Why I’m Not Writing
I will make no promises to ‘be better’. I’m not saying I’m back at it. I am not reformed. I probably won’t even try harder. However, I will acknowledge I haven’t written shit. In weeks. And I haven’t had much desire to. I’ve got some theories on that. Namely, that I’m still pregnant. Sure, its the final countdown. Weeks, just weeks. Weeks unto days. Give or take. Strike that. I can neither give nor take them. I can only eat lots of spicy food, continue to move as much as I am physically and emotionally able, and prepare. Another continuation. The dogs might be ready (as ready as they are gonna be), but are we?
Instead of writing, that is what I’ve been doing. In all its various forms.
There’s a baby room. It’s mostly complete. Not ready for Pinterest, but let’s face it, infants don’t really thrive on the whole ‘a room of my own thing’ anyway. More importantly, this kid will have a place to sleep. We’ll have the equipment to change dirty diapers for clean.
Maybe even provide a little enrichment and visual stimulus.
Oh, and feed him. He’ll manage to be fed.
All this despite, my best efforts, has cost more than I thought it would. UNsurprised am I. I resisted buying into baby for a long time. I worked on goals. (Accomplished, for those playing along at home.) I saved. I delayed. I plotted and planned. But, the last month or so I’ve had to let down my guard. Even if I’ve got amazing, generous friends to throw me the shower to end all showers, certain things must be bought. Perhaps not a new stitch of clothing – consignment is awesome – but bottles and pacifiers, a spray bottle for reusable butt wipe facilitation, crib mattress for our hand me down crib, diaper cream (with ingredients I can mostly pronounce), things generally not found or not wanted second hand.

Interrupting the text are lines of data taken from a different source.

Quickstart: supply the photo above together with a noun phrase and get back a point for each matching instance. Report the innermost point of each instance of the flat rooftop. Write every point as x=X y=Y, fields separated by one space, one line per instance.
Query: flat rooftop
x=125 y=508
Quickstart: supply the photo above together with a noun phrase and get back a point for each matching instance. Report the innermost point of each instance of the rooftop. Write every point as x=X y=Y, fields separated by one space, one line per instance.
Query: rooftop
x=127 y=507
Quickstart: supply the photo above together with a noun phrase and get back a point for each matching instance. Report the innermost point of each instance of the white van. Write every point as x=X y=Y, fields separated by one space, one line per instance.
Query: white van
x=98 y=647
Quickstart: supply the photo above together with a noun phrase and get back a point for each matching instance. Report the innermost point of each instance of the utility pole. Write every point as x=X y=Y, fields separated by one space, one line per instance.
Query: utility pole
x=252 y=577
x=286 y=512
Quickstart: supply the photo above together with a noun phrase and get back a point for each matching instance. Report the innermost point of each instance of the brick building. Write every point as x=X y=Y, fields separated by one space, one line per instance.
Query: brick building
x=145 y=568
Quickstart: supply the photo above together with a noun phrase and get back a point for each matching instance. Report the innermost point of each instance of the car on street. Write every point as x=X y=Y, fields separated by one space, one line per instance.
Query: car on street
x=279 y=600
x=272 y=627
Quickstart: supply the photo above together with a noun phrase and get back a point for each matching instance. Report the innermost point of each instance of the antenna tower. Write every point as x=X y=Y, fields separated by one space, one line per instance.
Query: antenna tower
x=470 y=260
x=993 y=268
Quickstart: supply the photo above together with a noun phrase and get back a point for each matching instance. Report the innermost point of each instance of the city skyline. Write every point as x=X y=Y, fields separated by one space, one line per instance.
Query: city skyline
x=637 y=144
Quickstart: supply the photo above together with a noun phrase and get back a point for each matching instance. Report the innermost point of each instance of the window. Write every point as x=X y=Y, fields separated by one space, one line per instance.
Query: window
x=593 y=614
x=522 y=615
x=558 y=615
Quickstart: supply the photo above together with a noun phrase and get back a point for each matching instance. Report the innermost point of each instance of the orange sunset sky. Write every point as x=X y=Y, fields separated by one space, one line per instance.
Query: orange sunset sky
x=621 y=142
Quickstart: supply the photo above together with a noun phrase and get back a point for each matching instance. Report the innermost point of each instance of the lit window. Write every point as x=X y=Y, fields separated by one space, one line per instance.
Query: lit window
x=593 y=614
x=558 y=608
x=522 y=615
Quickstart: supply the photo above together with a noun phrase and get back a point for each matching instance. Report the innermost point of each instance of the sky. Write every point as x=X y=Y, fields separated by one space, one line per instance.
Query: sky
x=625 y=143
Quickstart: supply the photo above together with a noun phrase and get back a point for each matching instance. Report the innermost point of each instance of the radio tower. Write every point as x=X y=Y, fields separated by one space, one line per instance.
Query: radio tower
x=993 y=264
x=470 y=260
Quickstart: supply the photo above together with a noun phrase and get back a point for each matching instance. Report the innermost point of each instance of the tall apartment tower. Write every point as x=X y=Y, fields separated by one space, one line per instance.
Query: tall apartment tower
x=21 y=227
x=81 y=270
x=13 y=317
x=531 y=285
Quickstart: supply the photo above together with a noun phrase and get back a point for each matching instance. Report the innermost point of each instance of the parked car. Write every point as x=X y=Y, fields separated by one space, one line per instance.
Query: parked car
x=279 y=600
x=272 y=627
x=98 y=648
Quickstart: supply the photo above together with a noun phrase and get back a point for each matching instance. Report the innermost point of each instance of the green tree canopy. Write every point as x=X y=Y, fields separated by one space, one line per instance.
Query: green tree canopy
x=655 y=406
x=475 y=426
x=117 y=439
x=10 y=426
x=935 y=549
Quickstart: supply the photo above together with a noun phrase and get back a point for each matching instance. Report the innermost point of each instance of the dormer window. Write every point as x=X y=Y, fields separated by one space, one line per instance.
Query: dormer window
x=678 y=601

All this spending effects me. The loosening of the reigns tends to open the flood gates. To overtly mix metaphors there. Anti-consumer walls tumble. Crash down. Wallets open. Spending leads to more spending leads to more spending, and pretty soon…
The kokeshi you’ve coveted, that you’ve managed to find scant few of at every thrifting opportunity. (Exactly one, to be precise). Well, loosened spending, with a little negotiated pricing, and suddenly it seems like a perfectly good time add a few to what has now become ‘a collection’. Buck the shackles of impending responsible parenthood, one last time. If only it had started and ended with wooden japanese dolls. It did not. That is all I will say.
But, even while I spend I save. Sort of.
I capitalize on the good weather and my obsession with the smell of line dried clothes.
Seriously. Dry your sheets outside, then give them a good sniff. Heaven. No artificial detergent need apply for comparison.
I work on projects for the baby room.
One of a couple that involves free wood and supplies found in my garage. $0. Plenty cute. Or they will be.
And I try (oh how I try) to appreciate what’s going on around me.
Looking so much better than last year’s. I must resist the urge to pluck and poke, hoping its done. Knowing its not.
Reacquainting myself with columnar.
Also in a far better state than just a year ago. Still, perhaps no apples. I’ll take blossoms. As a reminder, that the groundwork I laid, it’s working. That’s comforting. The hope that this year’s very different efforts will do the same.
So it’s not all bad. Yes, a bunch of money is being spent. Has been spent already. Curse you wooden dolls. Once upon a time that would have left me with fleeting feelings of elation. Now it just makes me uncomfortable. Traditionally money exits the building in times of big change – moving, new jobs, and apparently baby having. Being uncomfortable with that is OK. It reminds me how far I’ve come. It might get a little sloppy, but spending isn’t recreational. It’s delayed (sometimes a little too long) and batched and used to facilitate and prepare for the next phase of our life. It’s a tool. Just not one that particularly inspires me to write here.
At least not until I get back to my roots.